Le Sénégal absent, l'Afrique sera défendue, aux côtés de l'Afrique du Sud comme membre à part entière des pays émergents du G20, par le Malawi et l'Ethiopie. Ces deux derniers pays ont été officiellement invités par le Premier ministre canadien, Stephan Harper, à participer à un sommet qui se tiendra immédiatement après celui du G8 prévu les 25 et 26 juin. Si officiellement Ottawa n'a pas donné de précisions majeures sur le choix de ces deux pays africains, les milieux diplomatiques avancent plusieurs arguments. Pour l'Ethiopie, l'invitation du Premier ministre, Mélès Zénawi, s'explique par le fait que ce dernier occupe depuis 2007 le titre de président du Nouveau partenariat pour le développement économique de l'Afrique (Nepad).

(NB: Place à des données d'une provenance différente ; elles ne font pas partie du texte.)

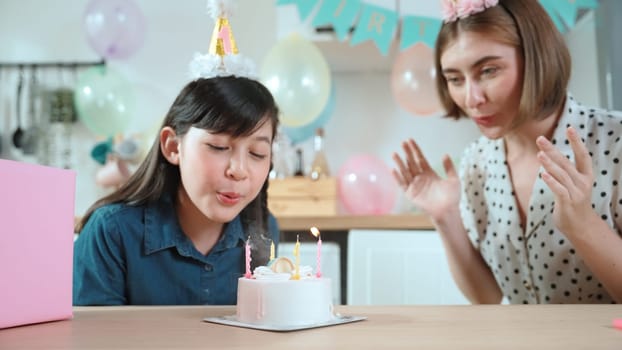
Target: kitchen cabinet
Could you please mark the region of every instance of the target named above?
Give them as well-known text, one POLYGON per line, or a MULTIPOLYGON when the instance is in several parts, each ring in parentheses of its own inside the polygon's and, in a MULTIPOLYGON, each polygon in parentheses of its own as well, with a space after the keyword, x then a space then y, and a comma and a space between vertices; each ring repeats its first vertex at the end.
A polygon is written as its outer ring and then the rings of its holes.
POLYGON ((348 305, 468 304, 433 230, 351 230, 348 305))

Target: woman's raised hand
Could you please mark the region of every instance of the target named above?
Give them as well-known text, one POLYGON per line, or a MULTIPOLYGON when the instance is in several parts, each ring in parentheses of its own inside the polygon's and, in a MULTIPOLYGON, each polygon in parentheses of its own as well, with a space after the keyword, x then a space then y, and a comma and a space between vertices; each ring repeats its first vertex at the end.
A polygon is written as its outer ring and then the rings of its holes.
POLYGON ((592 209, 592 158, 574 128, 568 128, 566 136, 574 153, 574 164, 545 137, 538 137, 536 144, 540 148, 538 160, 545 170, 542 180, 555 195, 553 219, 567 234, 573 228, 580 228, 582 223, 590 222, 589 217, 595 212, 592 209))
POLYGON ((443 157, 447 178, 440 177, 430 167, 425 156, 413 139, 402 143, 404 158, 393 153, 397 169, 393 177, 404 190, 408 199, 432 219, 438 220, 460 201, 460 180, 449 156, 443 157))

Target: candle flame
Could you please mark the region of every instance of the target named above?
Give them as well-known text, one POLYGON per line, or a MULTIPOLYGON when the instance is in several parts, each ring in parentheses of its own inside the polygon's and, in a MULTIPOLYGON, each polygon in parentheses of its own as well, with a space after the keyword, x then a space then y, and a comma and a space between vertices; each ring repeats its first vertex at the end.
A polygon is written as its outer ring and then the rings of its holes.
POLYGON ((309 229, 309 231, 311 231, 311 234, 312 234, 314 237, 317 237, 317 236, 319 236, 319 235, 320 235, 320 230, 318 230, 318 229, 317 229, 317 227, 315 227, 315 226, 311 227, 311 228, 309 229))

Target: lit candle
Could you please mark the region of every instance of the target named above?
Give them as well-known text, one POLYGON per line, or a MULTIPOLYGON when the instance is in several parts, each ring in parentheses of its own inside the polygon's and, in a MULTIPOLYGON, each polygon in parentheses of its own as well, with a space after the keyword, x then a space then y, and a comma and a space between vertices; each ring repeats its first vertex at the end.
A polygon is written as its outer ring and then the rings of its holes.
POLYGON ((311 227, 311 234, 317 237, 317 262, 315 267, 315 276, 322 277, 322 235, 317 227, 311 227))
POLYGON ((294 272, 294 276, 292 276, 292 279, 299 280, 300 279, 300 241, 298 240, 298 235, 296 235, 296 244, 294 245, 294 257, 296 257, 296 271, 294 272))
POLYGON ((251 278, 251 236, 248 236, 244 250, 246 253, 246 273, 244 277, 251 278))
POLYGON ((274 260, 274 241, 270 243, 270 261, 274 260))

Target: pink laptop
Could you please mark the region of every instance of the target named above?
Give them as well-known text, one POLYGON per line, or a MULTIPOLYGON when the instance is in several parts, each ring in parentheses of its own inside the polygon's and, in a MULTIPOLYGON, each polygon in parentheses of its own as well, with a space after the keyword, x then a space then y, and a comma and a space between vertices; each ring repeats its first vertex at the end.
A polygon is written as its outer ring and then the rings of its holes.
POLYGON ((0 328, 72 317, 75 183, 0 159, 0 328))

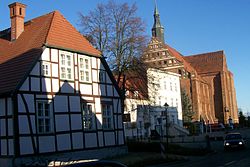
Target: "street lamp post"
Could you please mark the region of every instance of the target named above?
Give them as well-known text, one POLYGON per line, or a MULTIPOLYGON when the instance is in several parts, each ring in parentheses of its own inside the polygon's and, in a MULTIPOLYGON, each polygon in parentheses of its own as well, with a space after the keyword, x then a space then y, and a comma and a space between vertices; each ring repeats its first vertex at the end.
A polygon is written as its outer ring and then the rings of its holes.
POLYGON ((167 139, 167 148, 168 148, 168 103, 164 104, 165 112, 166 112, 166 139, 167 139))

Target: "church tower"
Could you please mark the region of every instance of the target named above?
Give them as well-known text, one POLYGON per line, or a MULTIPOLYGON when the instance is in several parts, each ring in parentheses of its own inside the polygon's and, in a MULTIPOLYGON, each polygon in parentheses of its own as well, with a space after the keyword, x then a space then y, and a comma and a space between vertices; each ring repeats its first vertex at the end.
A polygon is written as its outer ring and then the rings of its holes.
POLYGON ((162 43, 165 43, 164 41, 164 27, 161 25, 160 22, 160 14, 157 8, 157 4, 155 1, 155 11, 154 11, 154 25, 152 28, 152 36, 157 38, 162 43))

L'Ethiopie fait partie aussi des sept pays africains ciblés par la concentration de l'aide au développement du Canada à travers l'Agence canadienne de développement international (Acdi) initiée ces dernières années.

Pour le Malawi, aucune particularité dans ses relations avec le Canada ne pourrait justifier un tel choix. Il reste que le Malawi, qui connaît de très graves problèmes économiques causés surtout par une grosse dette publique, une pauvreté énorme et une corruption étatique généralisée, symbolise aux yeux d'experts internationaux la volonté du Canada de se donner une nouvelle image de son engagement en direction des pays pauvres d'Afrique.

Le choix de ces deux pays africains pourrait-il permettre à l'Afrique de se faire entendre lors du sommet du G20. Surtout, il s'agira de contraindre les pays donateurs du G8 à respecter leurs engagements pris lors des précédentes rencontres. Jusqu'ici peu de pays industrialisés ont respecté leurs promesses tenues lors du dernier sommet 2009 en Italie d'augmenter l'aide publique au développement en faveur de l'Afrique et d'accroître avec d'autres donateurs de 25 milliards de dollars par an cette aide sur la période 2004-2010. Le G8 avait également annoncé le renforcement de son partenariat pour améliorer l'accès à l'eau sur le continent africain. Des engagements avaient été aussi pris dans le domaine de la sécurité alimentaire. Les membres du G8 et plusieurs pays émergents étaient parvenus à un accord de 20 milliards de dollars sur trois ans, pour aider ceux qui ont faim à se nourrir et aussi pour la mise en place des bonnes politiques permettant de produire de la nourriture.

ATTENTES DE SOMMET DE TORONTO : Rétablir la situation de l'emploi dans le monde

Le thème des deux sommets, organisé par le Canada, est 'Reprise et renaissance'. Les pays du G20, qui regroupent l'Afrique du Sud, l'Allemagne, l'Arabie saoudite, l'Argentine, l'Australie, le Brésil, le Canada, la Chine, les Etats-Unis d'Amérique, la France, l'Inde, l'Indonésie, l'Italie, le Japon, le Mexique, la République de Corée, le Royaume-Uni, la Russie, l'Union européenne et la Turquie, représentent 90 % de la production mondiale, 80 % du commerce mondial et les deux tiers de la population de la planète. Ce sont d'importants pays industriels et émergents présents dans toutes les régions du monde ; ce qui donne au G20 une grande légitimité et ce groupe influence en ce qui concerne la gestion de l'économie et du système financier mondial.

Le Premier ministre canadien d'indiquer qu'à 'Toronto, nous devrons respecter les engagements que nous avons pris d'assurer la reprise de l'économie mondiale et de rétablir la situation de l'emploi dans le monde. Représentant les grandes économies, le G20 a aussi la responsabilité de faire entrer le monde dans une nouvelle ère de coopération économique, une ère qui ouvrira la voie à une croissance plus forte, mieux équilibrée et plus durable'.

En dehors des invités spéciaux comme le Malawi et l'Ethiopie, le Premier ministre canadien, Stephan Harper, a aussi invité les gouvernements des Pays-Bas, de l'Espagne et du Vietnam. Les dirigeants de la Banque mondiale, du Fonds monétaire international, du Conseil de stabilité financière, de l'Organisation de coopération et de développement économique, de l'Organisation internationale du travail, de l'Organisation mondiale du commerce et des Nations unies participeront au sommet.